Not the Reinforcements You Need

    by: Seuzz Author IconMail Icon
It's a Saturday, and it dawns bright and cold. You rise early, and despite the threaten of snow in the afternoon pull on jogging shorts and a tight halter top; your only concession to the weather is a thick headband wound around your forehead and over your ears; warm, fingerless gloves; and a thick, woolly socks inside your jogging shoes. Mary likes running in the cold—so bracing!—and especially like getting back to her rooms after a five-mile jog, and to and the hot shower and hot, lemony tea that waits.

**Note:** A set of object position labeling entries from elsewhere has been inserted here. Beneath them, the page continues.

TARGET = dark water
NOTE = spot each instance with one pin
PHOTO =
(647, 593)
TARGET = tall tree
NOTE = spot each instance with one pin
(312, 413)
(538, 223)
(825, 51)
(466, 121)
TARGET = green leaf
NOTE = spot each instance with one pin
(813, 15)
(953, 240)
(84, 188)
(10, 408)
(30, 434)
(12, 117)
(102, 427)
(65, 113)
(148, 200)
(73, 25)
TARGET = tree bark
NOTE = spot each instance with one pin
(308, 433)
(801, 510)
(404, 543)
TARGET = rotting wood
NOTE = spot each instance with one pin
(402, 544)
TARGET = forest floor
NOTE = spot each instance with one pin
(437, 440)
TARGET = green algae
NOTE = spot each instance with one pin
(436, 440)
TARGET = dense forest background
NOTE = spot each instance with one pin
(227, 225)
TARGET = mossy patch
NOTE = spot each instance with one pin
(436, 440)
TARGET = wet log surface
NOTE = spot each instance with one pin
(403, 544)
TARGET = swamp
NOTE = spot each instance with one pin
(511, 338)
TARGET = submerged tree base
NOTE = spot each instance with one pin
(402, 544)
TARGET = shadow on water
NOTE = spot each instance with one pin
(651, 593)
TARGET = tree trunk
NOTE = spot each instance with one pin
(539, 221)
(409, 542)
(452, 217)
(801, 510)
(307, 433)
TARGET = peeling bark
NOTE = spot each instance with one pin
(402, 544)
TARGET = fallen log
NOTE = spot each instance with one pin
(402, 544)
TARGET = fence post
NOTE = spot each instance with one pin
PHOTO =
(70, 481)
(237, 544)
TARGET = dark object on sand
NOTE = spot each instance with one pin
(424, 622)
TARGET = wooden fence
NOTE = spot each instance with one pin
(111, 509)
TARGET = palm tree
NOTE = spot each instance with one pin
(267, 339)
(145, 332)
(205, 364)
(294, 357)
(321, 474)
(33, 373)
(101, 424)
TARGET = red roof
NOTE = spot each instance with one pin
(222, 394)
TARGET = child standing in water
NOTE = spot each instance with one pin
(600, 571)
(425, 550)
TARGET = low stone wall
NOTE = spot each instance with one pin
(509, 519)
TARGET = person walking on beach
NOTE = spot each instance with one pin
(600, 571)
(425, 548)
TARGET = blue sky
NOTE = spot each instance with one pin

Lots of heads turn as you go by. Many of them, you guess, are people who can't believe a girl would dress so skimpily when the air is so cold. More of them, you flatter yourself, like the sight of a healthy girl out taking good care of herself.

After your jog and clean up, you take your phone and iPad around to a tea shop and have yourself a decadent drink. Ten minutes into your retreat you get a call from Sarah Miller, another American student in one of your health classes, and she meets you for more tea and gossip. It's a frothy, silly time you have with her, chatting between the moments when you're not checking text messages; and from behind the façade of Mary Dunsdale you slowly undress Sarah with your eyes. Her plain American name notwithstanding, her mother is from Algeria or Albania or Armenia or some such place, and she has long, lustrous hair and dark, almond-shaped eyes in a lean face. The way the top of her exposed bosom slowly rises and falls holds you particularly entranced, and despite Mary's strongly heterosexual preferences you are soon feeling quite humid under your clothes.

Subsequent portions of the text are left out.